- Directed by: Tomoo Haraguchi
- Screenplay by: Mugi Kamio;
- Produced by: Junichiro Mizuno
- Starring: Ryuji Harada
- Production company: GP Museum
- Release date: 2003 (San Sebastián);
- Running time: 96 minutes
- Country: Japan

= Kibakichi =

Kibakichi (牙吉 Bakko Yokaiden Kibakichi) a 2003 Japanese jidaigeki film directed by Tomoo Haraguchi. The film is about a youkai swordsman with the ability to transform himself into a werewolf-like beast at will and feed on human flesh.

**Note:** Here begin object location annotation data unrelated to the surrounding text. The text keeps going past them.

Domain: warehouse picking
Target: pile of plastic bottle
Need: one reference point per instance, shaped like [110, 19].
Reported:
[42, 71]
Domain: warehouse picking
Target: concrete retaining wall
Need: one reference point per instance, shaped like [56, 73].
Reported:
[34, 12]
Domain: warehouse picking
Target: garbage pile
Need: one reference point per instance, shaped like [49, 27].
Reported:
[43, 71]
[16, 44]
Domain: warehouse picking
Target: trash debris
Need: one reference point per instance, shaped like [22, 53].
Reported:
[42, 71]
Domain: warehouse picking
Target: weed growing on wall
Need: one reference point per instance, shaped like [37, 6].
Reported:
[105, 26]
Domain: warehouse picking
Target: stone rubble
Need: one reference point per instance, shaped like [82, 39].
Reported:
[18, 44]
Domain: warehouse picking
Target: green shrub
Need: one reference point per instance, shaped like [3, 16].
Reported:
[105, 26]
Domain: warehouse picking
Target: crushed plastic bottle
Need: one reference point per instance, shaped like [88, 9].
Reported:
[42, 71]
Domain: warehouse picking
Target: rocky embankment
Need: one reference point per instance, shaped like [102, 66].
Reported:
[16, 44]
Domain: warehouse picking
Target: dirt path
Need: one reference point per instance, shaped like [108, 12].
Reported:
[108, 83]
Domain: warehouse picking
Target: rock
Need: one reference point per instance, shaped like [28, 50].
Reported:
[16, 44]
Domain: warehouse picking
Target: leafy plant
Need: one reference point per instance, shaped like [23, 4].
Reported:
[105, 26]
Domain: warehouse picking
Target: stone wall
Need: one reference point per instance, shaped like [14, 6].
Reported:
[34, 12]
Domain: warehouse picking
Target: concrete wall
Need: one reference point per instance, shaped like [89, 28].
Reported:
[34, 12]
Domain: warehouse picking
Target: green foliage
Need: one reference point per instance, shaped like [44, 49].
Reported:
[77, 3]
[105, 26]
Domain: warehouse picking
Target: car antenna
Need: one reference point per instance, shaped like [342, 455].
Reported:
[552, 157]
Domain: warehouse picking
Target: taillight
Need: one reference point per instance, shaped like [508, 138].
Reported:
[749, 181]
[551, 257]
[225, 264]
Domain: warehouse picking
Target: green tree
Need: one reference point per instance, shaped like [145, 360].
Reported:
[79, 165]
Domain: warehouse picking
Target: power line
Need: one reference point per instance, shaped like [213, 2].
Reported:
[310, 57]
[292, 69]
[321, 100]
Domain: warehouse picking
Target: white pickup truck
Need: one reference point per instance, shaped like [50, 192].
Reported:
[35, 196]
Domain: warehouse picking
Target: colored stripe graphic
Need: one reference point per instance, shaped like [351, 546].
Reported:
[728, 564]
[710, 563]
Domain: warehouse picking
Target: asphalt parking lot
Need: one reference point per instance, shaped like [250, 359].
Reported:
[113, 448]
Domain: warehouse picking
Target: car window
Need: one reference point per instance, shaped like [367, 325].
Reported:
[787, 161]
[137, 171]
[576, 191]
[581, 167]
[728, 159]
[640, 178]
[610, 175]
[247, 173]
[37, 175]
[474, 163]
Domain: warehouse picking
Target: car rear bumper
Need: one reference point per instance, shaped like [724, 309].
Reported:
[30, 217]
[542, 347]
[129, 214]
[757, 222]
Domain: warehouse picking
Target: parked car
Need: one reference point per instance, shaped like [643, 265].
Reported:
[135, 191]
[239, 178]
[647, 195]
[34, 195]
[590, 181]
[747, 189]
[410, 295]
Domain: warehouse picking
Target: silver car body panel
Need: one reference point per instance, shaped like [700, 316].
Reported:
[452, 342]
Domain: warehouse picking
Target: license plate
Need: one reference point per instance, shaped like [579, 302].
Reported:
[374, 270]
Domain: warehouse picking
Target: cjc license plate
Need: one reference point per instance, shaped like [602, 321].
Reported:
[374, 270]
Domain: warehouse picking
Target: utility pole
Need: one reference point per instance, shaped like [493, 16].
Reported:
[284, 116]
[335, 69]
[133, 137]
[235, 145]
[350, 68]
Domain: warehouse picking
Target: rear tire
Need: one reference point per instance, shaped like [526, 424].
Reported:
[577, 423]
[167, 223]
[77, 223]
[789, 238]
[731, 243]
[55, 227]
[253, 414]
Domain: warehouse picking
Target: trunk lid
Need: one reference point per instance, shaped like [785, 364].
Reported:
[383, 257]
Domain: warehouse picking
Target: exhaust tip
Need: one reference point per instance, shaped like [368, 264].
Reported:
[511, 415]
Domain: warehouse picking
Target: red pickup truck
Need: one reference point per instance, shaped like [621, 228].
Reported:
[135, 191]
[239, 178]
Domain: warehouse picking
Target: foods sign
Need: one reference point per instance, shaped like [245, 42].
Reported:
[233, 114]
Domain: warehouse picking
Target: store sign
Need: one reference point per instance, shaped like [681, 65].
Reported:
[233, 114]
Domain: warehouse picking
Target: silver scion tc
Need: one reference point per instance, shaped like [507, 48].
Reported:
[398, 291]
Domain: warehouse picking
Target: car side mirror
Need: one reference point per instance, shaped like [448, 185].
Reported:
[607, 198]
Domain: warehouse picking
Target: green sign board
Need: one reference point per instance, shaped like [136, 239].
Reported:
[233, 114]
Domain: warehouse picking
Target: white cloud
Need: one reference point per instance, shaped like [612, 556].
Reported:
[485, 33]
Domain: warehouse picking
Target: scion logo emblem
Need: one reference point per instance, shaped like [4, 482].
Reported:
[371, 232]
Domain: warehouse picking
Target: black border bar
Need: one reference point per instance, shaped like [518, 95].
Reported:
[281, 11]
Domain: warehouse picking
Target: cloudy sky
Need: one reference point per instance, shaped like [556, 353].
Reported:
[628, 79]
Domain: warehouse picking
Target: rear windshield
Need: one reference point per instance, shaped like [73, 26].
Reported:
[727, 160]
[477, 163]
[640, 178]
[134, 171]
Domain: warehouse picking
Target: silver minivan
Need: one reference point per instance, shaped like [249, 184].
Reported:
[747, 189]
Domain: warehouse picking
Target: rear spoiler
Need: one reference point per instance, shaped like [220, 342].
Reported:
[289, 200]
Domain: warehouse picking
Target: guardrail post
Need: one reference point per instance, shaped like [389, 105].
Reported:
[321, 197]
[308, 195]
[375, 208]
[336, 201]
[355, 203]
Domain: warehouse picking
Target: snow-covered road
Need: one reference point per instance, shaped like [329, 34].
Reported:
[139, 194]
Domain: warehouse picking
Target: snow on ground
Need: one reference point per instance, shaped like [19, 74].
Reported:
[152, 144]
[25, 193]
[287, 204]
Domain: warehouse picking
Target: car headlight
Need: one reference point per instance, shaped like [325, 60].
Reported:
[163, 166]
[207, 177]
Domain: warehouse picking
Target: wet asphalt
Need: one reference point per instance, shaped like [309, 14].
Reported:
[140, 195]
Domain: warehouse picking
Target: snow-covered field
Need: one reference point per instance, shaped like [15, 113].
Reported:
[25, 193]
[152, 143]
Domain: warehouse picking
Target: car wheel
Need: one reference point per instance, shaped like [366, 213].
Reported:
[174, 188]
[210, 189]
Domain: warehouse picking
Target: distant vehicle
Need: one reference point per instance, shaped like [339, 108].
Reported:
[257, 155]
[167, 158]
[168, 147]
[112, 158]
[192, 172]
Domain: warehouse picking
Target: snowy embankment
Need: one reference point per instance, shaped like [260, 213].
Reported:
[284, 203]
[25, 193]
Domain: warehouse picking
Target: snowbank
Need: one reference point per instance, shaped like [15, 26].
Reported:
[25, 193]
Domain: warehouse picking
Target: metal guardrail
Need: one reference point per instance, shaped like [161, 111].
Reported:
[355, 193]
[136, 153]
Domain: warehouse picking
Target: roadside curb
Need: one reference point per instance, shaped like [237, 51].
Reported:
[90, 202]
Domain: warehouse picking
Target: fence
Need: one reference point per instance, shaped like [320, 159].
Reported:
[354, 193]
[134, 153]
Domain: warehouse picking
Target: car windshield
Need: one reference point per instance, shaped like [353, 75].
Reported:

A sequel followed the film's release in Japan in the same year.

== Plot ==
In the Edo period of Japan, a wandering swordsman wearing a cloak of skins ends up in a gambling town run by demons, namely Boss Ounizo, that hide in the guise of humans to interact with other people. Demons (Youkai)in this era, like the Fair Folk, were once equal citizens, and lived beside mankind peacefully; but with advances in technology, especially warfare (with the explosive introduction of the Gatling gun), humans have forgotten their tolerance and nearly wiped their counterparts out of existence. Kibakichi is forced to stay, but uncovers the gambling house's secret: the demons, tired of living in fear, have taken the biggest gamble of all - a pact with the current ruling human government to fortify a sanctum where they would be free from tyranny. Kibakichi himself remembers that, though not all humans are bad, not all can be trusted. Being the likely sole survivor of his exterminated clan (a native tribe of Wolves that once put their faith in humanity, to catastrophic consequences), he is a cautious and un-trusting warrior, though quickly comes to see that not all is as it seems. The shady business acts more like a close and happy family of those without homes, like him, that welcome him warmly; even Ounizo has adopted a human girl, Kikyo, as his daughter, and all do their best to live.

==Production==
Kibakichi was a follow-up to director's Tomo'o Haraguchi's Sakuya (2000). Kibakichi is a yokai, a type of creature from Japanese folklore that appear in various shapes and sizes. During this period of Japanese cinema, many films were adaptations of manga and while a Kibakichi manga existed, the film's director only took the name Kibakichi and the idea of a masterless samurai who can transform into a werewolf-like creature.
Among the film's cast was Ryuji Harada, a popular Japanese television actor. Haraguchi stated that he wanted the film to belong to the jidaigeki (Japanese historical) genre, and to feature a lot of sword fighting. As there are not many actors who were good at tachimawari (stage fighting), Harada had the advantage of some experience by having done historical television dramas before.

==Release==
Kibakichi was shown at the San Sebastian Horror and Fantasy Film Festival in 2003 in Spain. Critic and film historian Roberto Curti commented on the premiere of the film, comparing it to Ju-On: The Grudges which also was shown at the festival, noting that both films were perceived as "major disappointments" and that the audience yelled jokes at the characters and among themselves.

==Reception==
In his book The Werewolf Filmography, Bryan Senn described the film as a "mix of arty cinematography (slow-motion shots of swaying trees; endless close-ups of the brooding protagonist) and nightmarish exploitation (a basement room full of skulls and a half-eaten corpses; various severed limbs and arterial blood spray), Kibakichi never fully gels." Senn noted that the creatures in the film "look more goofy than terrifying" and concluded that "the movie's (non)werewolf energetically attacks and leaps (almost flying at times) with supernatural vigor at the over-the-top, no-holds-barred climax. Here the beast-man single-handedly decimates the band of gun-wielding human villains in a bloody and energized display of wirework and stylized violence that helps overcome the film's occasional tedium and disjointed feel."

== Sequel ==
A sequel Kibakichi 2 was also released in Japan three months after the first film's release in Japan. Haraguchi was involved in the planning of the sequel but could not direct it as he could not fit it into his schedule. Kibakichi was released on DVD by MTI on its sub-label Saiko on June 28, 2005.